Benchmark Architecture
testing/benchmarks/
├── suite.go # Run() and RunScale() entry points, all benchmark implementations
├── records.go # Pre-serialized EventRecord builders (Small, Medium, Metadata, Batch)
└── latency.go # LatencyCollector for percentile measurements (p50/p90/p95/p99)

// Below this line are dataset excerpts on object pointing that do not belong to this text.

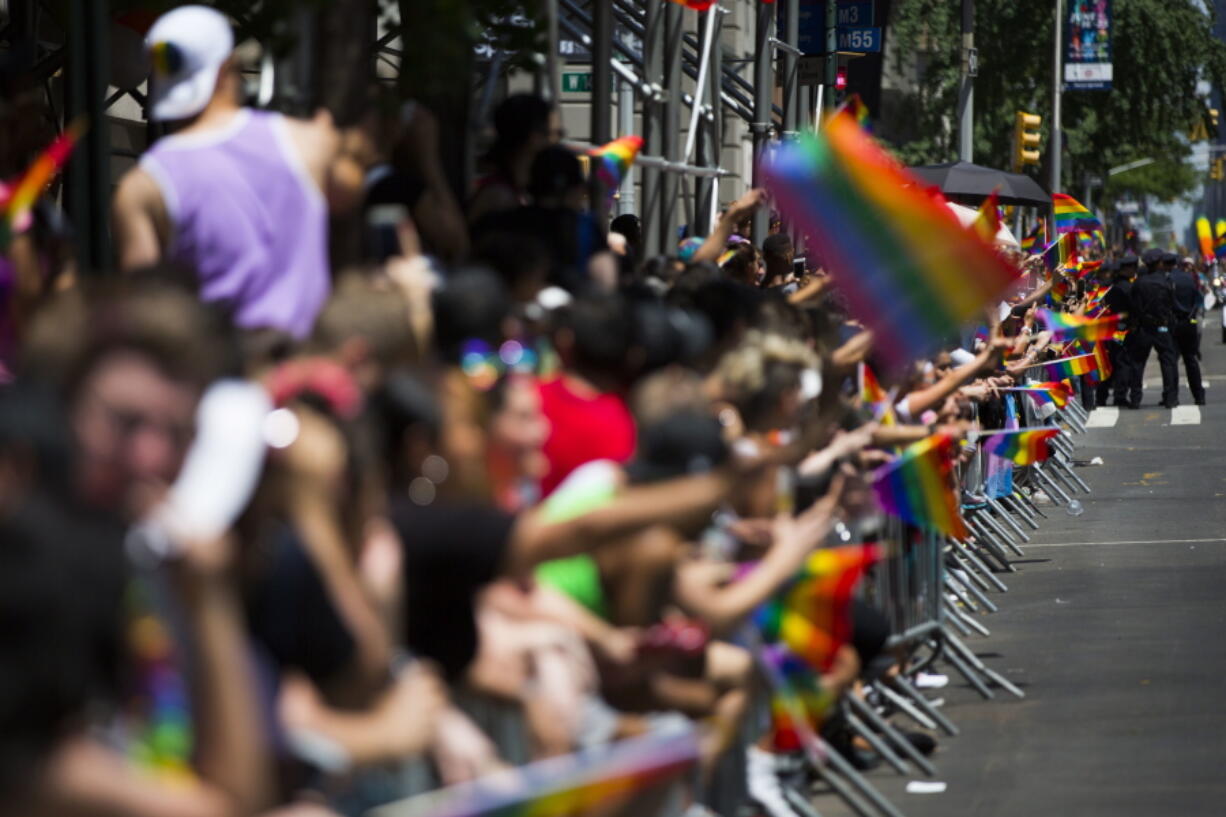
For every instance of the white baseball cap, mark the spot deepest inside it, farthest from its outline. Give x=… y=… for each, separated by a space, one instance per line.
x=186 y=47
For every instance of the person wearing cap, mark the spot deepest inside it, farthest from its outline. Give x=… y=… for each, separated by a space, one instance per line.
x=1186 y=330
x=236 y=194
x=1153 y=309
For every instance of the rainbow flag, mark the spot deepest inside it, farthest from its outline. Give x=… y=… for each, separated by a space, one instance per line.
x=810 y=616
x=1032 y=244
x=1205 y=237
x=587 y=782
x=797 y=701
x=1072 y=216
x=1067 y=325
x=614 y=160
x=874 y=396
x=916 y=486
x=987 y=223
x=1104 y=360
x=1024 y=447
x=1070 y=367
x=20 y=196
x=909 y=269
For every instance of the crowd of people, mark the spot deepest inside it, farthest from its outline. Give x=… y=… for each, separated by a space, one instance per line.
x=332 y=460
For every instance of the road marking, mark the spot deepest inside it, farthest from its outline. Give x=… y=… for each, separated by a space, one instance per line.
x=1186 y=416
x=1140 y=541
x=1102 y=417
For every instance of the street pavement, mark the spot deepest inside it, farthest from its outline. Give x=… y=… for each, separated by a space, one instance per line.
x=1115 y=626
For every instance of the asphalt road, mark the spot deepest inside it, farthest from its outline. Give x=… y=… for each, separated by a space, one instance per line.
x=1116 y=628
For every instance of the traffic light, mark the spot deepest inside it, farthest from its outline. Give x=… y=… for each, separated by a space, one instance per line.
x=1025 y=140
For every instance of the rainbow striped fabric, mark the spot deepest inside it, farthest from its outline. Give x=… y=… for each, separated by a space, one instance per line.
x=614 y=160
x=1034 y=243
x=909 y=269
x=589 y=782
x=1067 y=325
x=810 y=616
x=916 y=486
x=1070 y=367
x=874 y=396
x=1024 y=447
x=1072 y=216
x=1104 y=369
x=1205 y=237
x=19 y=198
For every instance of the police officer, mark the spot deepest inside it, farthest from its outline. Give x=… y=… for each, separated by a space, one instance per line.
x=1186 y=330
x=1119 y=302
x=1153 y=313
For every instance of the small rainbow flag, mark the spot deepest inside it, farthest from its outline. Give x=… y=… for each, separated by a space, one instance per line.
x=1032 y=244
x=1205 y=237
x=916 y=486
x=614 y=160
x=1070 y=367
x=909 y=269
x=21 y=195
x=1067 y=325
x=1104 y=360
x=1024 y=447
x=874 y=396
x=1072 y=216
x=987 y=223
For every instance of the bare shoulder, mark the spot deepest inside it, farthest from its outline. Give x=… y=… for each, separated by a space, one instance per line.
x=316 y=141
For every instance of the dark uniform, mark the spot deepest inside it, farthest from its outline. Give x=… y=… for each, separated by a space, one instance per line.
x=1119 y=302
x=1153 y=314
x=1186 y=329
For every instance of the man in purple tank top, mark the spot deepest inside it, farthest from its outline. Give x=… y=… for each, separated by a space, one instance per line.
x=236 y=194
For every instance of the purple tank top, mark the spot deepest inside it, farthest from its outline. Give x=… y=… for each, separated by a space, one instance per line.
x=248 y=218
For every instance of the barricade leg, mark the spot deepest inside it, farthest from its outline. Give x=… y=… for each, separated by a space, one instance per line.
x=899 y=690
x=879 y=745
x=890 y=734
x=1008 y=518
x=982 y=569
x=954 y=645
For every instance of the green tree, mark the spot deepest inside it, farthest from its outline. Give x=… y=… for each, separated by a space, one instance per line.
x=1162 y=49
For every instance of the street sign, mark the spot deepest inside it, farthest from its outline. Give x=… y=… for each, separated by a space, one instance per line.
x=576 y=81
x=860 y=39
x=855 y=15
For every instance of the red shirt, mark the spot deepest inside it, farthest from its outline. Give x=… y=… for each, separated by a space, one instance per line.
x=582 y=428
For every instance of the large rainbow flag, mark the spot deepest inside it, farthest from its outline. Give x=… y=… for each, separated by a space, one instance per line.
x=562 y=786
x=1072 y=216
x=909 y=269
x=916 y=486
x=613 y=161
x=1024 y=445
x=1070 y=367
x=1067 y=325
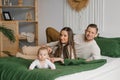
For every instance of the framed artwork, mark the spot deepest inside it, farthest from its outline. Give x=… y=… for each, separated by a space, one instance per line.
x=6 y=15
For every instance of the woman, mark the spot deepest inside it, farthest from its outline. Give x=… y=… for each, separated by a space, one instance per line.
x=64 y=47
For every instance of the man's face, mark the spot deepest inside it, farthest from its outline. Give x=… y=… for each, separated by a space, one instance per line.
x=64 y=37
x=90 y=33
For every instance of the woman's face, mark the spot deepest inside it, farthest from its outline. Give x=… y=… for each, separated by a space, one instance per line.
x=64 y=37
x=90 y=34
x=43 y=54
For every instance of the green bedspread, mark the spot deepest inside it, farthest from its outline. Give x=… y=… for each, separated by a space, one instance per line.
x=12 y=68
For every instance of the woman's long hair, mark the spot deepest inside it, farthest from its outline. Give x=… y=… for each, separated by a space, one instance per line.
x=70 y=44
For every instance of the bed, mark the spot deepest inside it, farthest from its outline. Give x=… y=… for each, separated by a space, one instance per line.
x=13 y=68
x=107 y=68
x=109 y=71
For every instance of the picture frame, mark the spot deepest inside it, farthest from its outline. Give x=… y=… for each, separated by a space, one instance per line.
x=6 y=15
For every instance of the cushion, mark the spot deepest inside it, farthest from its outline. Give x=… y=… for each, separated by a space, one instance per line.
x=109 y=46
x=30 y=50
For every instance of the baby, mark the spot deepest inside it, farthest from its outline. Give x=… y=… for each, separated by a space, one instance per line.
x=43 y=60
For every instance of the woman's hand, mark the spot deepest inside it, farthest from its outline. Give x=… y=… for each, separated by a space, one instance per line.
x=49 y=50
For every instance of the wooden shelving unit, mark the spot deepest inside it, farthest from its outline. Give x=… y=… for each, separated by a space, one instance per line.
x=21 y=9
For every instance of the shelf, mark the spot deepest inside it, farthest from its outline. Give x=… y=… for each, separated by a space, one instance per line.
x=15 y=6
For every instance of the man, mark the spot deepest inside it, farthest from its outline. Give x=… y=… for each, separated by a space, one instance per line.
x=85 y=45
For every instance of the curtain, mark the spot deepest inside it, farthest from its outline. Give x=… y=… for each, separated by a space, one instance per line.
x=78 y=21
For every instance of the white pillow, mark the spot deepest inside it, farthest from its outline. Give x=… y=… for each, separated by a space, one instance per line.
x=30 y=50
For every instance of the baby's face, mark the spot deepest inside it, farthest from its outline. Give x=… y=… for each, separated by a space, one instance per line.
x=43 y=54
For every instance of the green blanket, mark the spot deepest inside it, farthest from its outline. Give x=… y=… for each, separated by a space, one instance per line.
x=12 y=68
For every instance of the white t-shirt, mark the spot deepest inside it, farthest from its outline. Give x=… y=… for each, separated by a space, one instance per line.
x=36 y=63
x=86 y=50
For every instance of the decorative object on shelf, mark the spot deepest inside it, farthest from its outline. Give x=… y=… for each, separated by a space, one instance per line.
x=30 y=37
x=28 y=16
x=78 y=5
x=6 y=2
x=20 y=2
x=7 y=15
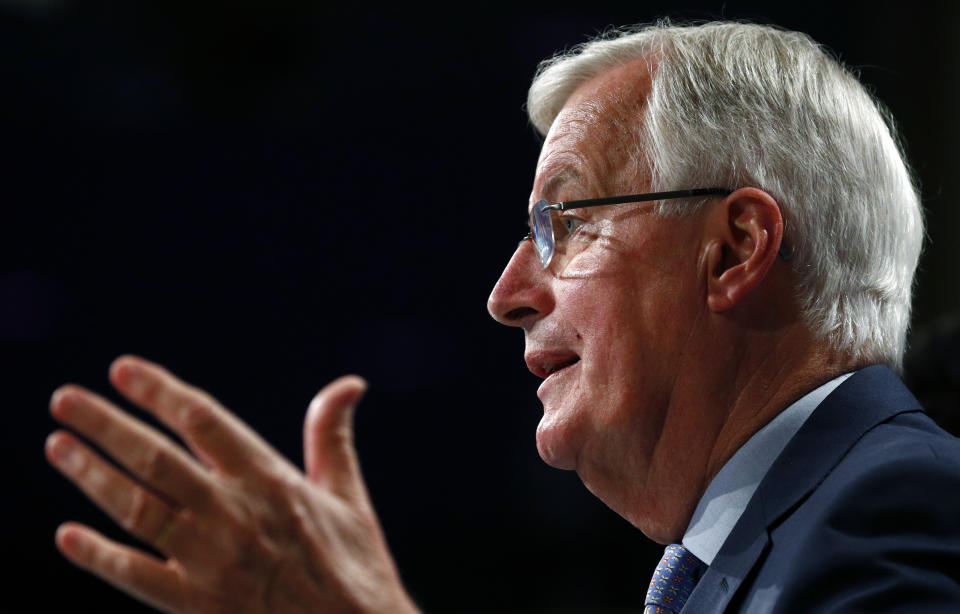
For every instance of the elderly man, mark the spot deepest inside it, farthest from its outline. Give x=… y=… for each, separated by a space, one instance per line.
x=723 y=240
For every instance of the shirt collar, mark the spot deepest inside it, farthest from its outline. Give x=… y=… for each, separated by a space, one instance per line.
x=730 y=491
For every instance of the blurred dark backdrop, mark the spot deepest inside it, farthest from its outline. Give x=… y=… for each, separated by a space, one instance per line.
x=265 y=195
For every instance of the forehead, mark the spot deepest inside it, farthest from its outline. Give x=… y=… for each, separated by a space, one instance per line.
x=595 y=136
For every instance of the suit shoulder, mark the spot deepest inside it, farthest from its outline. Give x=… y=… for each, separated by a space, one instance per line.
x=881 y=532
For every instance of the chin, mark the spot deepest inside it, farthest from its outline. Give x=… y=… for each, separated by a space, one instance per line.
x=554 y=443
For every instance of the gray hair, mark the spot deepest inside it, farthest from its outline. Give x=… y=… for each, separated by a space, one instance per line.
x=736 y=104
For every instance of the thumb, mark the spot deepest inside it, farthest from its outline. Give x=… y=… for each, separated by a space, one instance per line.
x=328 y=451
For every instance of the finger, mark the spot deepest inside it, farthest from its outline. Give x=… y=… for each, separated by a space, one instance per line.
x=152 y=581
x=131 y=505
x=148 y=454
x=213 y=433
x=329 y=454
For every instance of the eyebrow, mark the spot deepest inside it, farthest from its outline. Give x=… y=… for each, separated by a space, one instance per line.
x=560 y=179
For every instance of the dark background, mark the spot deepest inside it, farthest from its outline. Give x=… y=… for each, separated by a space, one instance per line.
x=265 y=195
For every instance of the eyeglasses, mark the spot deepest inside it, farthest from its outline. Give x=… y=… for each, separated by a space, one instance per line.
x=541 y=220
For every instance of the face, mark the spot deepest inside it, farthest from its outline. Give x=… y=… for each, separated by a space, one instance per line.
x=607 y=324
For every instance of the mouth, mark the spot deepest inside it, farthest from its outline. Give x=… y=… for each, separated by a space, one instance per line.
x=545 y=364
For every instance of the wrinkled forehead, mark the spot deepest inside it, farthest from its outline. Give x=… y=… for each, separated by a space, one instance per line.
x=595 y=139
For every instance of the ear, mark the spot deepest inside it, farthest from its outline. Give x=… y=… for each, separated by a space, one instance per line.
x=743 y=238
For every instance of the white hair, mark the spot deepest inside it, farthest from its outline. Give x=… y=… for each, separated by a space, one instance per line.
x=735 y=104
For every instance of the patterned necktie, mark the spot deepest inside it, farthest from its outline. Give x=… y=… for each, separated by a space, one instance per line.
x=673 y=581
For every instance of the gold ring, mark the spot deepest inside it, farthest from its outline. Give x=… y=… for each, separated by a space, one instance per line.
x=161 y=539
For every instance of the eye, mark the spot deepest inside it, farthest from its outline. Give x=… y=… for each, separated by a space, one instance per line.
x=570 y=224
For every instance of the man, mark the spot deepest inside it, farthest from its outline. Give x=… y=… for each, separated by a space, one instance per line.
x=707 y=359
x=712 y=362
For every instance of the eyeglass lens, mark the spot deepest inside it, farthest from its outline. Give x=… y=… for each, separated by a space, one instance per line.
x=542 y=227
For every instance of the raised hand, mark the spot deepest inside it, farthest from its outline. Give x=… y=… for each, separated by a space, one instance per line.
x=243 y=530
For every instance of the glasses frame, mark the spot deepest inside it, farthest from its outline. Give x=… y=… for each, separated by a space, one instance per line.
x=541 y=224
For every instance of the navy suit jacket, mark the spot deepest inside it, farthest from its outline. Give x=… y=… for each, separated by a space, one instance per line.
x=860 y=513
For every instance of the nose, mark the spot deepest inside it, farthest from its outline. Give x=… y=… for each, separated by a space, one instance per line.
x=523 y=293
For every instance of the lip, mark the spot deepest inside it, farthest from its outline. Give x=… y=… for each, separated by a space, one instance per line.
x=557 y=378
x=544 y=363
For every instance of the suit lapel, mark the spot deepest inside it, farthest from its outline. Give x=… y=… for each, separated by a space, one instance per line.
x=866 y=399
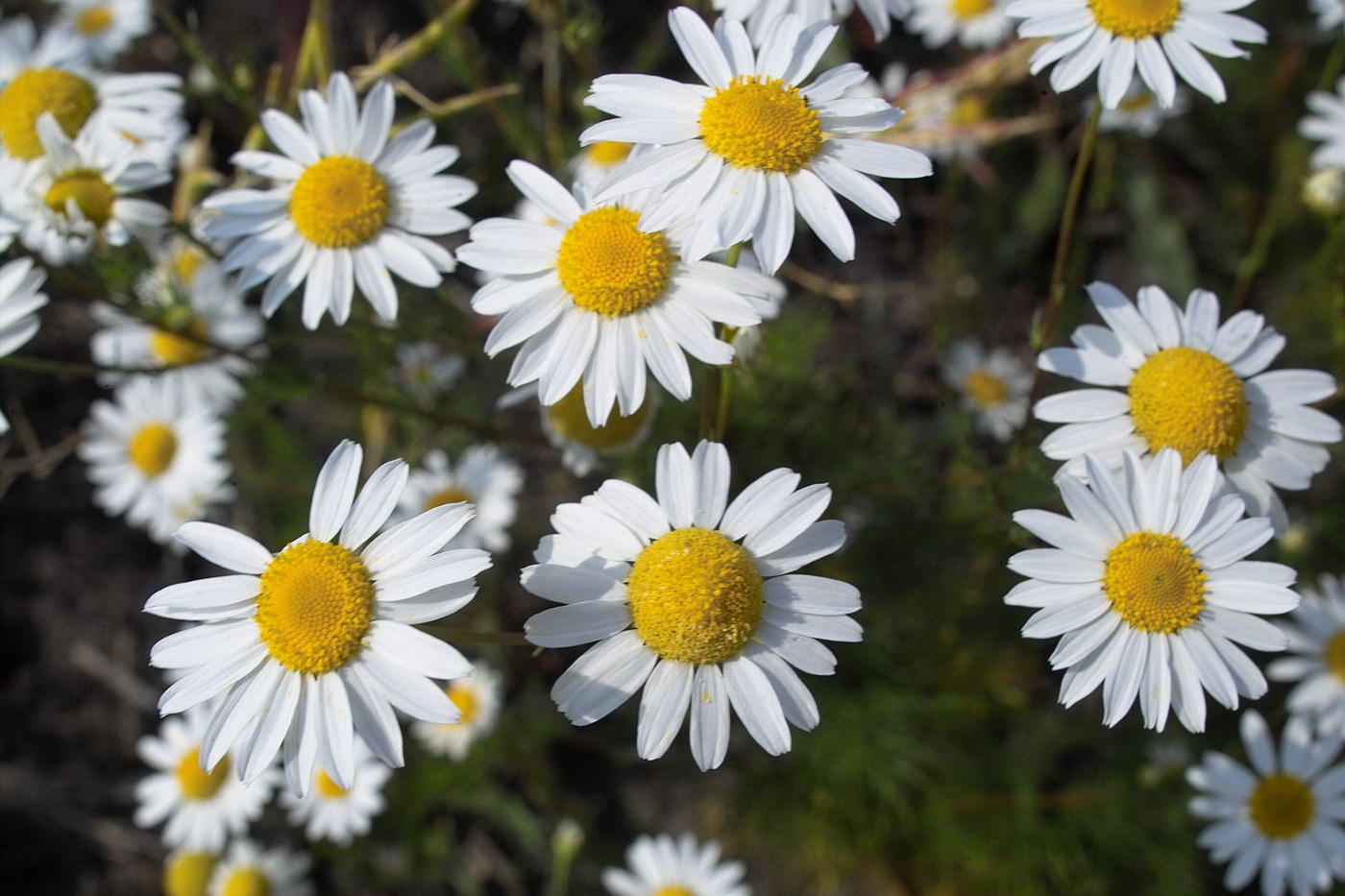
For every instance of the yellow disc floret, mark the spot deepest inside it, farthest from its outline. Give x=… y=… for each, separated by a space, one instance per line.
x=195 y=782
x=986 y=389
x=607 y=264
x=447 y=496
x=1187 y=400
x=1335 y=654
x=1136 y=19
x=1154 y=583
x=246 y=882
x=463 y=697
x=66 y=96
x=315 y=607
x=175 y=350
x=1281 y=806
x=970 y=9
x=91 y=194
x=608 y=153
x=93 y=20
x=569 y=422
x=152 y=449
x=759 y=123
x=327 y=788
x=339 y=202
x=188 y=873
x=696 y=596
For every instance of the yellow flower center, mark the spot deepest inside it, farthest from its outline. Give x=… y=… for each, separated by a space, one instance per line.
x=315 y=607
x=447 y=496
x=1136 y=19
x=93 y=20
x=90 y=193
x=246 y=882
x=985 y=388
x=1335 y=654
x=970 y=9
x=152 y=449
x=1281 y=806
x=327 y=788
x=608 y=153
x=464 y=697
x=607 y=264
x=762 y=124
x=1154 y=583
x=174 y=350
x=1187 y=400
x=339 y=202
x=188 y=873
x=696 y=596
x=198 y=784
x=66 y=96
x=971 y=108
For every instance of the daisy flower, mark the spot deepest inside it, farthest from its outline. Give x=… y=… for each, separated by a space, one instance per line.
x=104 y=27
x=994 y=386
x=742 y=154
x=975 y=23
x=760 y=13
x=335 y=812
x=1331 y=13
x=78 y=193
x=1154 y=36
x=316 y=643
x=47 y=77
x=1281 y=817
x=347 y=205
x=601 y=296
x=1147 y=586
x=248 y=869
x=1328 y=127
x=1192 y=385
x=1139 y=110
x=154 y=458
x=1317 y=635
x=483 y=478
x=665 y=866
x=19 y=304
x=427 y=370
x=202 y=809
x=697 y=600
x=477 y=697
x=204 y=351
x=187 y=872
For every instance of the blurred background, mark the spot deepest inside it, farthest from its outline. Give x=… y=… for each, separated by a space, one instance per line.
x=943 y=763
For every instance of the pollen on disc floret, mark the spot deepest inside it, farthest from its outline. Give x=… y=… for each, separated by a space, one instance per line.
x=1189 y=400
x=1154 y=583
x=696 y=596
x=607 y=264
x=315 y=607
x=340 y=202
x=762 y=123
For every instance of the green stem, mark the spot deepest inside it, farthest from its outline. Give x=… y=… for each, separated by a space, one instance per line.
x=719 y=381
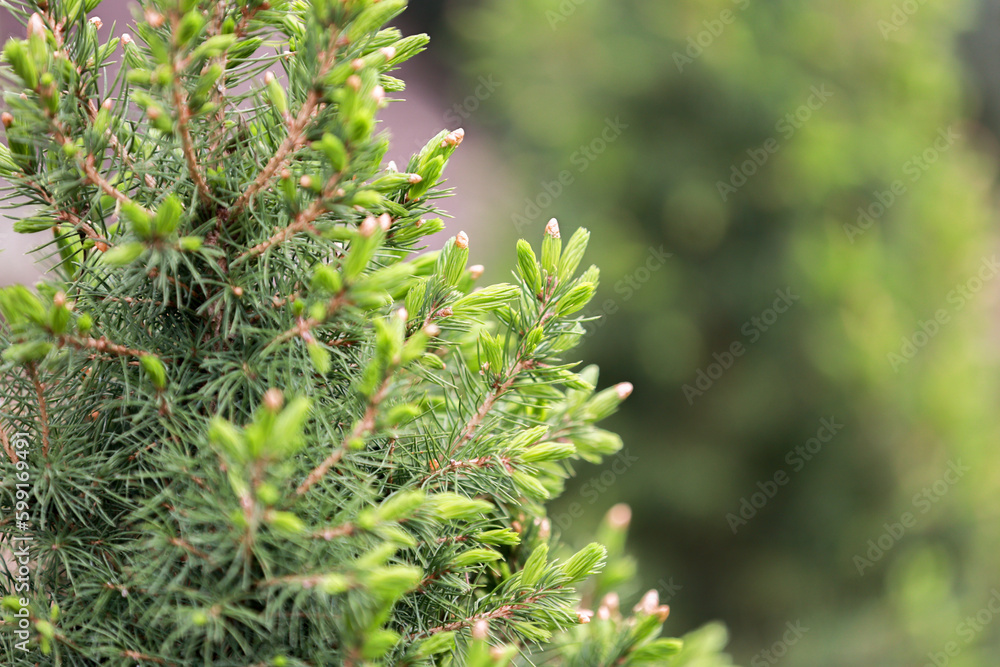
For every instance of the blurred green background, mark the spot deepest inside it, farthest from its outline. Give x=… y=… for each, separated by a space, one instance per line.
x=793 y=207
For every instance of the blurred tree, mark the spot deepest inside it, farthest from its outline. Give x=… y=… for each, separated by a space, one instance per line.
x=798 y=255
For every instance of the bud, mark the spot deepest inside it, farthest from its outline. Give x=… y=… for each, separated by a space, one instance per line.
x=620 y=516
x=453 y=138
x=36 y=26
x=274 y=399
x=154 y=18
x=368 y=226
x=649 y=604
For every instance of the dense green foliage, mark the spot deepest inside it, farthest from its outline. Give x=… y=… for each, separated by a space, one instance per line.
x=814 y=150
x=247 y=421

adapters/memory/benchmark_test.go # ~25 lines, wires factory to Run/RunScale
adapters/postgres/benchmark_test.go # ~35 lines, wires factory to Run/RunScale
The shared suite operates at the adapters.EventStoreAdapter level with pre-serialized adapters.EventRecord values. This avoids importing the root mink package (which would create an import cycle) while measuring pure adapter I/O throughput.
Each adapter provides an AdapterBenchmarkFactory that knows how to create, configure, and clean up adapter instances. The Skip function allows adapters to skip benchmarks when required infrastructure is unavailable.